Kim Severson of the Times dubs salty caramel the flavor of the year and explains how food trends take a relatively unknown ingredient and "move it through a cultural sluice box that ends at McDonald's."
Severson writes that, "like grief, American food trends go through five stages" and discusses how salted caramels began as a traditional treat in Brittany and, after jumping a series of hoops--wowing high-end pastry chefs and confectioners, national food magazines, innovative chain restaurants, mainstream supermarkets, and Starbucks--the flavor made its way to a box of Wal-Mart truffles, a.k.a. "complete integration in the American mass market."
I think salted caramel is a worthy pick for flavor of the year. I still remember the first time I tasted the flavor combination, in a scoop of ice cream on a La Belle Vie ice cream sampler a few years ago. The salt seemed to take everything great about caramel--the rich creaminess, the nutty sweetness--and make it that much better. It was just a tiny scoop, but it packed a lot of punch...I think it's telling that I can't remember any of the other flavors on the plate.
Since then, I've enjoyed salty caramel ice cream on a few other fancy dessert plates (one at Forepaugh's a few months ago) and downed nearly half a pint of it at Bi-Rite Creamery in San Francisco.

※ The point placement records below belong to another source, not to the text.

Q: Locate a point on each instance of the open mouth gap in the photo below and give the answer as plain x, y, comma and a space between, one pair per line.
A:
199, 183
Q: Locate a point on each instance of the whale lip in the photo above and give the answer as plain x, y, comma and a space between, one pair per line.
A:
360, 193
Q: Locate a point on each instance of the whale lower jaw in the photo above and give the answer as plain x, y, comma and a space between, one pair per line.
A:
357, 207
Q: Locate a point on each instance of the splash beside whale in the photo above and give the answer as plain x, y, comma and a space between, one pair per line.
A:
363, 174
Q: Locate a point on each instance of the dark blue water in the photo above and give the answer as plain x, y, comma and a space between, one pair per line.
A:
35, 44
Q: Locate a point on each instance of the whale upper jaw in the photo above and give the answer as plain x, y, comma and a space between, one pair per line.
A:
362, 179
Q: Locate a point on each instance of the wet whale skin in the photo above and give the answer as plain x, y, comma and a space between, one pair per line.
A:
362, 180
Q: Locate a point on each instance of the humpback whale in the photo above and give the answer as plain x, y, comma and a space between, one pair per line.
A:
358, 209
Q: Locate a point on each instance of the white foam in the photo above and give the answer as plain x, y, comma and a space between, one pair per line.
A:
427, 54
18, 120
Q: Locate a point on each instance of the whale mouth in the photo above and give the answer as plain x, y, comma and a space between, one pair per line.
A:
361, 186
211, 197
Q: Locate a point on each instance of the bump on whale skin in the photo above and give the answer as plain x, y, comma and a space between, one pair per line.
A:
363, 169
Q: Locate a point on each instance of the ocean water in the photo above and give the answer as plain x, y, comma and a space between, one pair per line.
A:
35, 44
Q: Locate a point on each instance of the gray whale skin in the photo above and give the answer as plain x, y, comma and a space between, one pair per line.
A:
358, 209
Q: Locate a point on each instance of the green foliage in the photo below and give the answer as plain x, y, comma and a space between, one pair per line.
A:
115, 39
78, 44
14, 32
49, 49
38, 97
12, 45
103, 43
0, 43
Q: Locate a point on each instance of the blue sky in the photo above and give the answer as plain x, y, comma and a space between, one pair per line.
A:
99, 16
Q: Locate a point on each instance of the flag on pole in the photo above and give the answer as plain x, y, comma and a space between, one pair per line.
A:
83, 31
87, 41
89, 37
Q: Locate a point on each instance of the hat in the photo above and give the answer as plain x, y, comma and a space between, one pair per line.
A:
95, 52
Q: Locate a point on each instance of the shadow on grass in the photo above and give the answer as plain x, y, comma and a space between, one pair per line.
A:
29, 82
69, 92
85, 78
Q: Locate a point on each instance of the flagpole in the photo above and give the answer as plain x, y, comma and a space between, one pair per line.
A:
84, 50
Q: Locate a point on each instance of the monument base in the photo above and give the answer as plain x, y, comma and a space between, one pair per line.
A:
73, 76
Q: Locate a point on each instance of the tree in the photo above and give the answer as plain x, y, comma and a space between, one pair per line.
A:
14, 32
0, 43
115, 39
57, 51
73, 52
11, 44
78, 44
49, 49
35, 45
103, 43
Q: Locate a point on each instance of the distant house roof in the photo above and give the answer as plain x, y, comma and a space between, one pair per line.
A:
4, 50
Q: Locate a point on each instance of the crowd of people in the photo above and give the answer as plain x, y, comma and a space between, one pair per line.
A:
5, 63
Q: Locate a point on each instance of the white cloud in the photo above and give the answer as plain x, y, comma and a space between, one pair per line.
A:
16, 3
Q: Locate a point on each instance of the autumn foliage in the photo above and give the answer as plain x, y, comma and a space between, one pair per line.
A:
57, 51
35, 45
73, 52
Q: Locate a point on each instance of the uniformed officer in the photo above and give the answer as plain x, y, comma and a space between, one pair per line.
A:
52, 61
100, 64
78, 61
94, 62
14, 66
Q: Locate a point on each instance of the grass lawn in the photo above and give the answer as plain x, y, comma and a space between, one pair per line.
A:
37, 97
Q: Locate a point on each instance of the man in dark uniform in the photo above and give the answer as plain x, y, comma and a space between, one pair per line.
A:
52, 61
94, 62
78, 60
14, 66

Locally, I've seen salty caramels made by Amy Goetz (she makes the Bramblewood Cottage scones and shortbread) at the Golden Fig, salt caramel truffles from B.T. McElrath, and salty caramel ice cream at Izzy's for starters (unfortunately, I'm not sure if Izzy's is carrying it right now, as they don't open until 3 today). Anybody have other suggestions on where to get your salt-caramel fix?